Le deuil, comme le dit Kenneth, n’est pas à rejeter ni à spiritualiser trop vite. Il faut le laisser être ce qu’il est. Une traversée. Un processus. Un lent desserrement de l’étreinte de l’attachement.
Ce n’est pas incompatible avec l’éveil.
C’est juste que la douleur ne signifie rien en elle-même.
Elle ne fait que révéler ce à quoi nous tenions, ce que nous croyions être la vérité, un corps, une histoire, un futur, une présence visible.
Et l’Esprit Saint ne vient pas nier cette douleur, mais l’envelopper. Il vient doucement nous enseigner que ce à quoi nous pensions avoir dit adieu… est toujours là, sous une autre forme.
Kenneth ajoutait aussi que nous ne guérissons pas en attaquant la douleur, mais en la regardant avec douceur.
Alors c’est ce que j’apprends à faire.
Regarder cette souffrance, non pas comme une ennemie, mais comme une sœur perdue dans le rêve.
Lui dire : je te vois. Je ne te ferai pas taire. Mais je ne te croirai plus aveuglément non plus.
Ce que mon frère m’a appris en partant
Il m’a appris l’humilité.
Il m’a appris que je ne peux rien contrôler. Que je ne peux sauver personne.
Et que ce n’est pas un échec.
Il m’a appris que la vie ne se mesure pas à sa durée, ni à ce qu’on accomplit, mais à l’amour qu’on a su offrir, même en silence.

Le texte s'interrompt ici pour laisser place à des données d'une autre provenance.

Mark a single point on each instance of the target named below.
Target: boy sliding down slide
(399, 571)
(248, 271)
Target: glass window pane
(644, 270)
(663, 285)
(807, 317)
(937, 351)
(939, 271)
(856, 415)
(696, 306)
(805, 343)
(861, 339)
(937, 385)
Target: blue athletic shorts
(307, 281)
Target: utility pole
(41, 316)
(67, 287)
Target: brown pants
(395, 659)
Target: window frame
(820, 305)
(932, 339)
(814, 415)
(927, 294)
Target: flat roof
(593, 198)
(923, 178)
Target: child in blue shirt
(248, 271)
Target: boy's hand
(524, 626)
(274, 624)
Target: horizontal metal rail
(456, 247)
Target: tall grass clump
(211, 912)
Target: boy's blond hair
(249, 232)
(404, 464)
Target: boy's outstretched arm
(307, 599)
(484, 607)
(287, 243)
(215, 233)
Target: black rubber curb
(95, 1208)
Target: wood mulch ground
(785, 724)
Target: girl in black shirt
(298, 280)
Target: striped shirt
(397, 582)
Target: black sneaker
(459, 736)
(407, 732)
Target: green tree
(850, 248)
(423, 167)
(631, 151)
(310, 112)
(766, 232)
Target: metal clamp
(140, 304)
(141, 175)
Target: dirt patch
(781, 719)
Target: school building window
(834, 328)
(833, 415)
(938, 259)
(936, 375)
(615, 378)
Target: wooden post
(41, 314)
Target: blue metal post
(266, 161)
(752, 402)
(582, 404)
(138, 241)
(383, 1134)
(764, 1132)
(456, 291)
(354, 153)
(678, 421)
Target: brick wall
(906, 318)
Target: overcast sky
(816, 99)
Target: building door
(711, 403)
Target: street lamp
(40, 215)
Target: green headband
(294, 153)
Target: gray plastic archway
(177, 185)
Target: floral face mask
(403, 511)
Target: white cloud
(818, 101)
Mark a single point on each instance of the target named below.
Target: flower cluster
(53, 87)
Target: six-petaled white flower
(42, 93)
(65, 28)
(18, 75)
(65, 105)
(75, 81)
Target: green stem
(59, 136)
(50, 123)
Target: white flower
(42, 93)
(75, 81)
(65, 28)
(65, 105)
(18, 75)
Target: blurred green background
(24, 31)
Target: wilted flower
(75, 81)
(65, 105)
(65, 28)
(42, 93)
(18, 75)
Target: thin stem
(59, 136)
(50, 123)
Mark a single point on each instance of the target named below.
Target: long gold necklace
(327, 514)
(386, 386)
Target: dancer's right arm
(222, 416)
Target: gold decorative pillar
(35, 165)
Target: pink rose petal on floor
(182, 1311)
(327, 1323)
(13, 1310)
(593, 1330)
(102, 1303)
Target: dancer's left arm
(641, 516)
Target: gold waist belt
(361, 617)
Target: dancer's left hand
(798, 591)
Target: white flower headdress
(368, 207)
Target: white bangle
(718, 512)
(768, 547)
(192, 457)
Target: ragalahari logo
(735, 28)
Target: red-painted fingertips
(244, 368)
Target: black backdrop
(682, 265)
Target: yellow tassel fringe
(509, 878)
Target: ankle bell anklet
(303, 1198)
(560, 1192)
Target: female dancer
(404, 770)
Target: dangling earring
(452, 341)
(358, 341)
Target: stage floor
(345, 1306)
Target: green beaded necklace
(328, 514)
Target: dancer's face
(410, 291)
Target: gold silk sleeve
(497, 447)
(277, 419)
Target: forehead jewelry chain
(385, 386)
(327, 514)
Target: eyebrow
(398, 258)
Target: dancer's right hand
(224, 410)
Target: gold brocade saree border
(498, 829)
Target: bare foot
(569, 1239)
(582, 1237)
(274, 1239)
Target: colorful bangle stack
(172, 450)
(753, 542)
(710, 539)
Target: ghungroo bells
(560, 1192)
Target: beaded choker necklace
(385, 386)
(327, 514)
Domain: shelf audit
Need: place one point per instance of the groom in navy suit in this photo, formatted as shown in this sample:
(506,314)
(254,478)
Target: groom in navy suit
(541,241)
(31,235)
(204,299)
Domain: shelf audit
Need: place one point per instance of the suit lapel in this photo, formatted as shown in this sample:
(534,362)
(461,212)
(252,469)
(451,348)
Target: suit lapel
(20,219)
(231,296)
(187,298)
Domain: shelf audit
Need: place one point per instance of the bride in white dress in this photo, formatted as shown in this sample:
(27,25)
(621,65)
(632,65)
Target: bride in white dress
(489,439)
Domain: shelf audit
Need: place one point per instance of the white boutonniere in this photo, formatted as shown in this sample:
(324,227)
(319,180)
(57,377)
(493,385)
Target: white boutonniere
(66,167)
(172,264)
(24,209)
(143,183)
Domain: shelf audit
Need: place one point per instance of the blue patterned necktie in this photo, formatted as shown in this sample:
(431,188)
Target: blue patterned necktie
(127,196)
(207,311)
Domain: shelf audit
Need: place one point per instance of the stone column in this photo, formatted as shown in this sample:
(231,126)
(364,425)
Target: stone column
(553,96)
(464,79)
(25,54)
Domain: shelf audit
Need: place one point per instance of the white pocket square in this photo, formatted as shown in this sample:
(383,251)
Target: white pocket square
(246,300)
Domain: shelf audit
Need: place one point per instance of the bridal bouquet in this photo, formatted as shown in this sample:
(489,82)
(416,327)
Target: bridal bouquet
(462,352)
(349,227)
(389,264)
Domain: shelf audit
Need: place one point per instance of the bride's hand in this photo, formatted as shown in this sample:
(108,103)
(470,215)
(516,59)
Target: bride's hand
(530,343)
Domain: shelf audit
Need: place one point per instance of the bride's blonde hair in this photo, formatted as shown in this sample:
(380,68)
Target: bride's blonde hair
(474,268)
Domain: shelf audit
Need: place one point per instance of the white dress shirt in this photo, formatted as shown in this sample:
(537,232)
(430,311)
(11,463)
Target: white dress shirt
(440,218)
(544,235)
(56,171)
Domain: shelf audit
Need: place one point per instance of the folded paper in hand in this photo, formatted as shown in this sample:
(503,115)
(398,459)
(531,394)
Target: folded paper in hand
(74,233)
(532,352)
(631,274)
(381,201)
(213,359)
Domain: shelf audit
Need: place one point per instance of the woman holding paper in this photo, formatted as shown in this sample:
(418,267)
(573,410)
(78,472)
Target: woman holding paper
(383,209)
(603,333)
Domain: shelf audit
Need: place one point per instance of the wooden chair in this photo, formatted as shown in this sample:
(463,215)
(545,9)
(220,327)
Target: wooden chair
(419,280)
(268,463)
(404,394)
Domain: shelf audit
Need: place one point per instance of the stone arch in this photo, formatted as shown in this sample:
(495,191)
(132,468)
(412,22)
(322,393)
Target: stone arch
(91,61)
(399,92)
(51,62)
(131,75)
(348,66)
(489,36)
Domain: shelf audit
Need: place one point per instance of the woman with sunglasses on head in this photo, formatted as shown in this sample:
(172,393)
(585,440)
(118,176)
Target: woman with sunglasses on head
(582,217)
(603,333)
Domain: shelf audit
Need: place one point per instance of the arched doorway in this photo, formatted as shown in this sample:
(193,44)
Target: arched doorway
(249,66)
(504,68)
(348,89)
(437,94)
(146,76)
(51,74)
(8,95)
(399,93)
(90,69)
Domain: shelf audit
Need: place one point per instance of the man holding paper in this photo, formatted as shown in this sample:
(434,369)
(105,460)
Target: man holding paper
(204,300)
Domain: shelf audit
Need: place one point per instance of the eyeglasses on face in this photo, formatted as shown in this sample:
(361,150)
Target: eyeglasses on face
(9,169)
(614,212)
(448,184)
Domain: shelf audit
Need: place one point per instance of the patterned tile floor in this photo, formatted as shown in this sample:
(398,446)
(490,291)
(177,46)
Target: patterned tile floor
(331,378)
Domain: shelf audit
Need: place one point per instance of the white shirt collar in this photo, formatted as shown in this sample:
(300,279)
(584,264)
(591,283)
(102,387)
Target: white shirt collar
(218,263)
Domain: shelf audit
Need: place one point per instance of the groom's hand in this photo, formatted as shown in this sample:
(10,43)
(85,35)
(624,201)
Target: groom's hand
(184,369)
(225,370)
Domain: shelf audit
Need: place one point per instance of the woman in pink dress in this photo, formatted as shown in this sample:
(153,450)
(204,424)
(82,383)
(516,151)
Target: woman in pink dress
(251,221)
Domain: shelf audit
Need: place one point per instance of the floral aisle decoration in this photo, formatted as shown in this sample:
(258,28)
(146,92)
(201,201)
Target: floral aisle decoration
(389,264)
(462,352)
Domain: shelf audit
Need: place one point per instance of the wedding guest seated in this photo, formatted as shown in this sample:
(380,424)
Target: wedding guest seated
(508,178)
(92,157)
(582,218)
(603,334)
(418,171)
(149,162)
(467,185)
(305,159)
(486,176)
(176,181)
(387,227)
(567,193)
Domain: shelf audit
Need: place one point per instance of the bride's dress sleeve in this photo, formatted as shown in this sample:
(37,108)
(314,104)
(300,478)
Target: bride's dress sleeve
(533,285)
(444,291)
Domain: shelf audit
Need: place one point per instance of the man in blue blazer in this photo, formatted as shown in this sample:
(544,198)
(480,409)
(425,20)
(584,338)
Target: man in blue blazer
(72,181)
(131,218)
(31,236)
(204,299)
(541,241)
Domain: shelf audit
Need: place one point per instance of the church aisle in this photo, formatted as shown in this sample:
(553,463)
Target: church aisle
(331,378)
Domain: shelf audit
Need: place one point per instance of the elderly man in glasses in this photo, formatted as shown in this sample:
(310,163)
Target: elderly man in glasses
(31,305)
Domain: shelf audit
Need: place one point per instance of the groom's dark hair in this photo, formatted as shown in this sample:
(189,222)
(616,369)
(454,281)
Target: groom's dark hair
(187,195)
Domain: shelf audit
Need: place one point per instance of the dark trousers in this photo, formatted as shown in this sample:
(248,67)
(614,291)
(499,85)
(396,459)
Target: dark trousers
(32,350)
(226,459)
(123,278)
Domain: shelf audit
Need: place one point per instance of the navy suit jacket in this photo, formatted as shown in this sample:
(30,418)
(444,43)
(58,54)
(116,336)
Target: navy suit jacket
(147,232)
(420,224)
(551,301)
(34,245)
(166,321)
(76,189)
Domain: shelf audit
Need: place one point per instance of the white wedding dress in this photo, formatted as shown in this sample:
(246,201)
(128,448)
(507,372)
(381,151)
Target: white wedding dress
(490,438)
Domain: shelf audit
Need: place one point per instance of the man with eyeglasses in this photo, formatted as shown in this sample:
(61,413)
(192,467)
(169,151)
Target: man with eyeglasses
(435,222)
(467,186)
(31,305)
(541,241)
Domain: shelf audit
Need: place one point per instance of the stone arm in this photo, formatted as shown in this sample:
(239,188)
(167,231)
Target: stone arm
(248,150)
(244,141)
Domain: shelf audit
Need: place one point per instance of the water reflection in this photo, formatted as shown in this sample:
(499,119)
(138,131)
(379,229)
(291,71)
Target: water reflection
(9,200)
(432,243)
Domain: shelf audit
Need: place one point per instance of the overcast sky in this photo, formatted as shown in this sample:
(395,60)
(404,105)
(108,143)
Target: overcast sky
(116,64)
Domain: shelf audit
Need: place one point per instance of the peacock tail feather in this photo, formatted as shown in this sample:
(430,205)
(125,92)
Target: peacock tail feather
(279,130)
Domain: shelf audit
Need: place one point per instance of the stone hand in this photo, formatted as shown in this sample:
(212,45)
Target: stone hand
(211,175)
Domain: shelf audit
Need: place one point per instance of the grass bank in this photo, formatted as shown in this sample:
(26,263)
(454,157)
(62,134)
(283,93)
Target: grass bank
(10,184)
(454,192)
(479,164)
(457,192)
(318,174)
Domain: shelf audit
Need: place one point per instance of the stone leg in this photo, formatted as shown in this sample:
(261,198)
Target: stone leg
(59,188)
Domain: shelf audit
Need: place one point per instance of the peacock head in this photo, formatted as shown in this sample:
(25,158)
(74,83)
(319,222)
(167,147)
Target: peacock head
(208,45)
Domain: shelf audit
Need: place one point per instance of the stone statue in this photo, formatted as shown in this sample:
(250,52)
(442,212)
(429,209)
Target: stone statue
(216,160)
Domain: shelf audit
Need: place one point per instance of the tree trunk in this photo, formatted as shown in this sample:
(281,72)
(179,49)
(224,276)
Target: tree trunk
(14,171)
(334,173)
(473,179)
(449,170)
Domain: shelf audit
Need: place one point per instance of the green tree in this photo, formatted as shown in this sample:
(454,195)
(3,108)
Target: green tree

Il m’a appris que le lien ne meurt pas.
Qu’il peut même se rendre plus pur, plus vaste, quand on cesse d’attendre une forme pour le reconnaître.
Il m’a appris à prier sans mot.
À ressentir sans chercher.
Et peut être un jour à me souvenir sans souffrir.
Et maintenant ?
Je n’ai pas trouvé toutes les réponses.
D’ailleurs il est peut-être trop tôt pour écrire cet article mais peu importe.
Il faudra du temps, mais j’ai confiance dans ce qui ne s’explique pas.
Quelque part en moi :
Je sais que je n’ai rien perdu,
Je sais que mon frère est là, d’une autre manière,
Je sais que le pardon est la seule porte qui ouvre sur la paix.
Et chaque jour, je choisis d’ouvrir un peu plus cette porte
parfois doucement,
parfois en tremblant
mais toujours avec l’élan d’aimer au-delà des formes.
Parce qu’au fond, c’est de cela qu’il s’agit :
Rappeler à notre esprit qu’il n’est pas séparé.
Et que rien de réel ne peut être menacé.

À toi, mon frère… je t’aime plus que les mots ne sauront jamais le dire
Á tous ceux qui apprennent à voir au-delà du voile.